Shealy P, Valafar H - BMC Bioinformatics (2012)

Bottom Line: Although multiple structure alignment algorithms can potentially be applied to a number of problems, they have primarily been used for protein core identification.We also demonstrate success at building a database of protein cores using 341 randomly selected CATH domains and highlight the contribution of msTALI compared to the CATH classifications.In addition to its performance on standard comparison databases, it utilizes clear, informative features, allowing further customization for domain-specific applications.
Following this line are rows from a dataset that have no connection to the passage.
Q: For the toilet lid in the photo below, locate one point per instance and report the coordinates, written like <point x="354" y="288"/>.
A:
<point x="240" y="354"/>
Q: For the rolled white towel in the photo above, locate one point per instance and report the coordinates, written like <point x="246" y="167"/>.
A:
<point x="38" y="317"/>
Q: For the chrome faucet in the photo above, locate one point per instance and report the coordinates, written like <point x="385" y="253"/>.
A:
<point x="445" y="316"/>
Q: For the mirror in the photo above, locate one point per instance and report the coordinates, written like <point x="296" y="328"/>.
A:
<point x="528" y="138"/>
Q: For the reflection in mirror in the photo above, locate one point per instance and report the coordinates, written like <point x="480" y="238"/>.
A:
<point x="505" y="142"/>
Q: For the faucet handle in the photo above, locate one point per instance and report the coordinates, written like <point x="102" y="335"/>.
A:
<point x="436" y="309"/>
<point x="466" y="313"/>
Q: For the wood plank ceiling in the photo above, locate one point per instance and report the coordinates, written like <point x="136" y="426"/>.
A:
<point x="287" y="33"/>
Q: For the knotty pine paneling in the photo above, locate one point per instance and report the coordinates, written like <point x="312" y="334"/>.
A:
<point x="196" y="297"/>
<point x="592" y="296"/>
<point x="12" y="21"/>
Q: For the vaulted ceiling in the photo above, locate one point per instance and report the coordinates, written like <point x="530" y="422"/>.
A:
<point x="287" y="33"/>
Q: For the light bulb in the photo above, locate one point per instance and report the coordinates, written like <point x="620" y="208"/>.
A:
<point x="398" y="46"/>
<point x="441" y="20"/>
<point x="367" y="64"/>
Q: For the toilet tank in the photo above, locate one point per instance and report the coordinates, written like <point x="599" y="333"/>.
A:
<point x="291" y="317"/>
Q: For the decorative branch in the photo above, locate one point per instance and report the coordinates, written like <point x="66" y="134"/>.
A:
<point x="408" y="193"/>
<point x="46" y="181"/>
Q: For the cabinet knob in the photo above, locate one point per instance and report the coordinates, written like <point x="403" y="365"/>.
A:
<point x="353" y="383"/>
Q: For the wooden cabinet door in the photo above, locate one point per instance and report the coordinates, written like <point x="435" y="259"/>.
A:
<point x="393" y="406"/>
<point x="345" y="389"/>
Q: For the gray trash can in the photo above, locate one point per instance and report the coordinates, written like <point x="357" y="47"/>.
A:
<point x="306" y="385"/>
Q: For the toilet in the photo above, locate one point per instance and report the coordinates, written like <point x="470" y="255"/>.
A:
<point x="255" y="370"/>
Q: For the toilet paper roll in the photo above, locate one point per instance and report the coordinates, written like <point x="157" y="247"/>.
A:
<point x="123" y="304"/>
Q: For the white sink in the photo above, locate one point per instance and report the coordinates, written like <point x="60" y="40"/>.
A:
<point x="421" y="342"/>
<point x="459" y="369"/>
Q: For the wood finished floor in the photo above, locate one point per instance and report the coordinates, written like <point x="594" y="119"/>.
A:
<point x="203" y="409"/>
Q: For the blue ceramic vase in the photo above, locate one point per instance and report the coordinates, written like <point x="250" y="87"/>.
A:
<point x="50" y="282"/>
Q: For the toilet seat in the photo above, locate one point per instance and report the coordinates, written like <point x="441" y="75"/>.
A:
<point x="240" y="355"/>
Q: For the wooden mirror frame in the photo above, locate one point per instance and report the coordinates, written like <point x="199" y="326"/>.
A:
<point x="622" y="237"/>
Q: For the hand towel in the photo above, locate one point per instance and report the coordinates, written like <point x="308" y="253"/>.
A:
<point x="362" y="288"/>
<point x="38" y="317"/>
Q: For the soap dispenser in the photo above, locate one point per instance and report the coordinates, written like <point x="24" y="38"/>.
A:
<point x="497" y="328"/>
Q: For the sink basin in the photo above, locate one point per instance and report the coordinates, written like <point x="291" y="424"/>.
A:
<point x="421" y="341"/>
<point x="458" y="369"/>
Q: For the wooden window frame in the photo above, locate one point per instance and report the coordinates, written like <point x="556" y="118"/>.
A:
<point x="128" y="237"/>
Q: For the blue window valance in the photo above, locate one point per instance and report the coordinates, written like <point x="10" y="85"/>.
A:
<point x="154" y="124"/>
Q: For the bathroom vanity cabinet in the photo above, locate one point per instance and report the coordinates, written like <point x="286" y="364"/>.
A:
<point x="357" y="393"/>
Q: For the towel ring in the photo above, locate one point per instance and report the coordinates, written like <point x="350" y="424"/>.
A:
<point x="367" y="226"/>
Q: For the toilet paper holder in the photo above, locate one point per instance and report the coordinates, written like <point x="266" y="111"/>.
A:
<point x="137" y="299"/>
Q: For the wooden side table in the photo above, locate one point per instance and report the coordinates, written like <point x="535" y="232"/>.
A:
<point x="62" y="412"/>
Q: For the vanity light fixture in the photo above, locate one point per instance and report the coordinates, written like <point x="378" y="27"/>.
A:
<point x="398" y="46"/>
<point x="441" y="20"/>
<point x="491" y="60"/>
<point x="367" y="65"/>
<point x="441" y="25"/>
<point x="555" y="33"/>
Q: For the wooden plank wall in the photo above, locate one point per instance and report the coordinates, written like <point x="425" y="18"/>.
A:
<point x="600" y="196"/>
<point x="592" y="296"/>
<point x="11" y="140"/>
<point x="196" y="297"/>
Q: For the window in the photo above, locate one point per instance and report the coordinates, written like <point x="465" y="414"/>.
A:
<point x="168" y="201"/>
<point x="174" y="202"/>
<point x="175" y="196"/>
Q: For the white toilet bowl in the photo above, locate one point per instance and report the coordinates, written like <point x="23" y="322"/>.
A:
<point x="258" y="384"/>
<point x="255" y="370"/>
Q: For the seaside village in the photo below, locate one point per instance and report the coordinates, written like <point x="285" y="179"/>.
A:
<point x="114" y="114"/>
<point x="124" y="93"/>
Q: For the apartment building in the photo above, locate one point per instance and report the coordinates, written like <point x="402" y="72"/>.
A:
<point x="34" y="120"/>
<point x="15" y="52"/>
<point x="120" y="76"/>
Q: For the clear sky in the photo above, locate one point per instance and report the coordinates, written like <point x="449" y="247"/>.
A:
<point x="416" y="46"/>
View Article: PubMed Central - HTML - PubMed

Affiliation: Department of Computer Science and Engineering, University of South Carolina, Columbia, SC 29208, USA.

ABSTRACT

Background: Multiple structure alignments have received increasing attention in recent years as an alternative to multiple sequence alignments. Although multiple structure alignment algorithms can potentially be applied to a number of problems, they have primarily been used for protein core identification. A method that is capable of solving a variety of problems using structure comparison is still absent. Here we introduce a program msTALI for aligning multiple protein structures. Our algorithm uses several informative features to guide its alignments: torsion angles, backbone Cα atom positions, secondary structure, residue type, surface accessibility, and properties of nearby atoms. The algorithm allows the user to weight the types of information used to generate the alignment, which expands its utility to a wide variety of problems.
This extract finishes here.